Winamp Purchased By Radionomy
Major Blud writes "TechCrunch is reporting that Radionomy has purchased both Winamp and Shoutcast from AOL for $5-10 million and a 12% stake in the company. Radionomy CEO Alexandre Saboundjian said, 'We want to rebuild the story for Winamp. We think the future can be great because the strategy is not just desktop but mobile and cars and so much more.'"
Here's hoping they start by PROPERLY supporting FLAC, including 24/192 media.
The plugins currently available flat out do not work. And I hate using VLC for music.
I do not fail; I succeed at finding out what does not work.

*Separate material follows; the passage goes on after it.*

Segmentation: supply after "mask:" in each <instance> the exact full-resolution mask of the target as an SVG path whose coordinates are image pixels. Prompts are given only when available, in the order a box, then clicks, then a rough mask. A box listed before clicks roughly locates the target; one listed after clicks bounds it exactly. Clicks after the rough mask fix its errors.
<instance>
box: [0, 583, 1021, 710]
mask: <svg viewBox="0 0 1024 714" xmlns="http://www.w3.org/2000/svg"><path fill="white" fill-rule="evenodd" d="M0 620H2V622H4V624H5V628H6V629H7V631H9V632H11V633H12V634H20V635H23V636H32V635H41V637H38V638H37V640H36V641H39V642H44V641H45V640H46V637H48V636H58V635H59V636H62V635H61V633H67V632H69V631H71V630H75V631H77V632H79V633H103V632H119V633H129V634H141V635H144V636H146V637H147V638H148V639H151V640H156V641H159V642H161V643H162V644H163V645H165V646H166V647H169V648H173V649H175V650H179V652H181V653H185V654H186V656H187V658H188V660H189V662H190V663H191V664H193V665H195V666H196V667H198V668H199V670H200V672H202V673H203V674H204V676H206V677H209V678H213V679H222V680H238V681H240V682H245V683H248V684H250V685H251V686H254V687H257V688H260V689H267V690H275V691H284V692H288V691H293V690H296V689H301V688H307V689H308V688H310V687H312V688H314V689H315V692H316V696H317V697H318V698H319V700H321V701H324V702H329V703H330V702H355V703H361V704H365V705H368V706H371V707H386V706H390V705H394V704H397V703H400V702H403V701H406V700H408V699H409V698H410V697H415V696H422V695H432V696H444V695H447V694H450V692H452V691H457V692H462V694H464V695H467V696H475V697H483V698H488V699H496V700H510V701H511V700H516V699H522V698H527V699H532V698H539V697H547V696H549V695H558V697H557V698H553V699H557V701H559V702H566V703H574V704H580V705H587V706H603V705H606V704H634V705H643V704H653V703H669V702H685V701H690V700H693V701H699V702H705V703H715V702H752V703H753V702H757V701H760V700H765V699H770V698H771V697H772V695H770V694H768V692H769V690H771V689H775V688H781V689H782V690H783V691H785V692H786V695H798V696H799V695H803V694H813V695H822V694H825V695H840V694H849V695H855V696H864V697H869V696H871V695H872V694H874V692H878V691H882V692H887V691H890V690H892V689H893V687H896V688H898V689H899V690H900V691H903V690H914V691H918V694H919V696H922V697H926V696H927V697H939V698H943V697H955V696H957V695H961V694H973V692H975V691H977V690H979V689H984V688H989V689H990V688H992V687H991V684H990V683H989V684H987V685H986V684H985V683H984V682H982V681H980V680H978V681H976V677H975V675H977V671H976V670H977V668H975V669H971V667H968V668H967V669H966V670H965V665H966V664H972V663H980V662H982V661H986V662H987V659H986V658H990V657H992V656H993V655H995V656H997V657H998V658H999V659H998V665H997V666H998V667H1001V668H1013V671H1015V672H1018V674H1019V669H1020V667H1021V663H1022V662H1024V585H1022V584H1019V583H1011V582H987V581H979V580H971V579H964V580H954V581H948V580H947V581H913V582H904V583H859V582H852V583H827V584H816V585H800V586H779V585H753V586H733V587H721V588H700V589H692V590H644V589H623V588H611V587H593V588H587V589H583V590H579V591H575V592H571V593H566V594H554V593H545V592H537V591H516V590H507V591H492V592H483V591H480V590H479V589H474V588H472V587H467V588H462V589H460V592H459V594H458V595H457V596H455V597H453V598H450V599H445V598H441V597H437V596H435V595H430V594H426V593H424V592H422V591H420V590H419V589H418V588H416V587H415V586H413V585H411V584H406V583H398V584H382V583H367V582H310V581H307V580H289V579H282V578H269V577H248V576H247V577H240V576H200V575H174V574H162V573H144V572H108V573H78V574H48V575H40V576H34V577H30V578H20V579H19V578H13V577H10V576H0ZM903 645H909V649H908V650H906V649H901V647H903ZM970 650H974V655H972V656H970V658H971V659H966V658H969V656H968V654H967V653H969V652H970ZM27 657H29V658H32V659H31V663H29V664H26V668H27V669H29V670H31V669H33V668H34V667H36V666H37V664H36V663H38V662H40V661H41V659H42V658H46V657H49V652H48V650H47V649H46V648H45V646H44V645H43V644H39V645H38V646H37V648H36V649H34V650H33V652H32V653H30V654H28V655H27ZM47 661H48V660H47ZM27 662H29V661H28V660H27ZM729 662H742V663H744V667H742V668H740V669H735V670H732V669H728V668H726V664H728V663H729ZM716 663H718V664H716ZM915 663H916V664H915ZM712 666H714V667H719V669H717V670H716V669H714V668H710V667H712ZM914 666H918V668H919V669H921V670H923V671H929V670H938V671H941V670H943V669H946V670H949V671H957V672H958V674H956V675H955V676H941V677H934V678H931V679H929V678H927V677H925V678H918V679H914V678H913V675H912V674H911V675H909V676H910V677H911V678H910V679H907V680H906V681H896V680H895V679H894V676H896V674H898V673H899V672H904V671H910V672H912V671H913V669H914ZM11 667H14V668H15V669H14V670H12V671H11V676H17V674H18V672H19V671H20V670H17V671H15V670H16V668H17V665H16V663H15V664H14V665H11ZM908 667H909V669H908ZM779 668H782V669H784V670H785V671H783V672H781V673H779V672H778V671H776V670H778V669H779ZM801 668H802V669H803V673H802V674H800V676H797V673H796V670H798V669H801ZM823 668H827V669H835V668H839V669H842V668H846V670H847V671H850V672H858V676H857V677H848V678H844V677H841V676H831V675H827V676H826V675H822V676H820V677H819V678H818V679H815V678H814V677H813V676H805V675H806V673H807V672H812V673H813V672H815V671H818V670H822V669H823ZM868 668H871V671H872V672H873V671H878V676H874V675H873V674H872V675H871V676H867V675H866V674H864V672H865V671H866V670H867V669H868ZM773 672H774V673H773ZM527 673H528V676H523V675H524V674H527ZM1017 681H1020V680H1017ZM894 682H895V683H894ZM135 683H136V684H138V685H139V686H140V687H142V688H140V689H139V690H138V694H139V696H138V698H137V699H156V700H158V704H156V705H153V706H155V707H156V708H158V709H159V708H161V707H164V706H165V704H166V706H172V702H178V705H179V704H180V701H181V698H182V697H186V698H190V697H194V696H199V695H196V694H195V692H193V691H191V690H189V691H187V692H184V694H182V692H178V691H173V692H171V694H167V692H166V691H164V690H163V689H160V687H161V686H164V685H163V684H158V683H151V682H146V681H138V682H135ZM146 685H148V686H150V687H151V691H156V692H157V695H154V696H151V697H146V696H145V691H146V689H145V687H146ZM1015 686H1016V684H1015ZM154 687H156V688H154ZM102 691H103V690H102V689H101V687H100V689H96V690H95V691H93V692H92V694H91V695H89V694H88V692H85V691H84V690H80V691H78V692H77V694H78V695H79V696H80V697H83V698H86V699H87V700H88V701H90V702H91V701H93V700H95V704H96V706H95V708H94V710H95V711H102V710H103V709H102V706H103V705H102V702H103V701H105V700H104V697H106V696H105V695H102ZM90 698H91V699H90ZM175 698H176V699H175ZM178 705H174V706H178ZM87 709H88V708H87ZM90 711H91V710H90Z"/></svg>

I hang out with the old nullsoft guys in IRC. General consensus for most of them is "We've moved on" The other concensus is, "There are so many good media players these days"
There was a time when Winamp mattered. There was no decent media players (in some regards, it was a new concept) Winamp brought skinning, plugins, visualizations and a whole slew of things that most folks never even knew they wanted or needed.
Funny that they mention Songbird today. One Nullsofter went there after the AOL buyout. He's now at google.
As far as Frankel, he started working on a DAW called Reaper. It's a swiss army knife for audio.
Anyone know anything about Radionomy? I still use win-amp at work, despite the bloat. I like the small 'strip' interface I can put up at the top of my window and I really haven't found a replacement, so I'd like to know if I can expect things to get better.. or worse.
It's funny that you mention those. In a way, we've come full circle. I get the feeling that most people don't really care about whether or not they can skin their music player anymore (the more out of the way it is, the better.. it's something for the background, not to show off to friends), nevermind visualizations (I don't see much demand for visualizations for Pandora on any of the platforms that have a Pandora app). Maybe that still sees some use with some (self-proclaimed) DJs, but I can't say I've seen it used in a very long time. Plugins are similarly dying a slow death. Think of video players.. how many have plugins to support some manner of format? Most of them either read them out of the box (think VLC) or rely on a 'codec pack' (with FFDShow or LAV) being installed to read everything.. and let practically any other media player read them as well.
Plugins are similarly dying a slow death. Think of video players.. how many have plugins to support some manner of format? Most of them either read them out of the box (think VLC) or rely on a 'codec pack' (with FFDShow or LAV) being installed
What do you think the "codec pack" is? As I understand it, a codec pack is just a curated set of input plug-ins.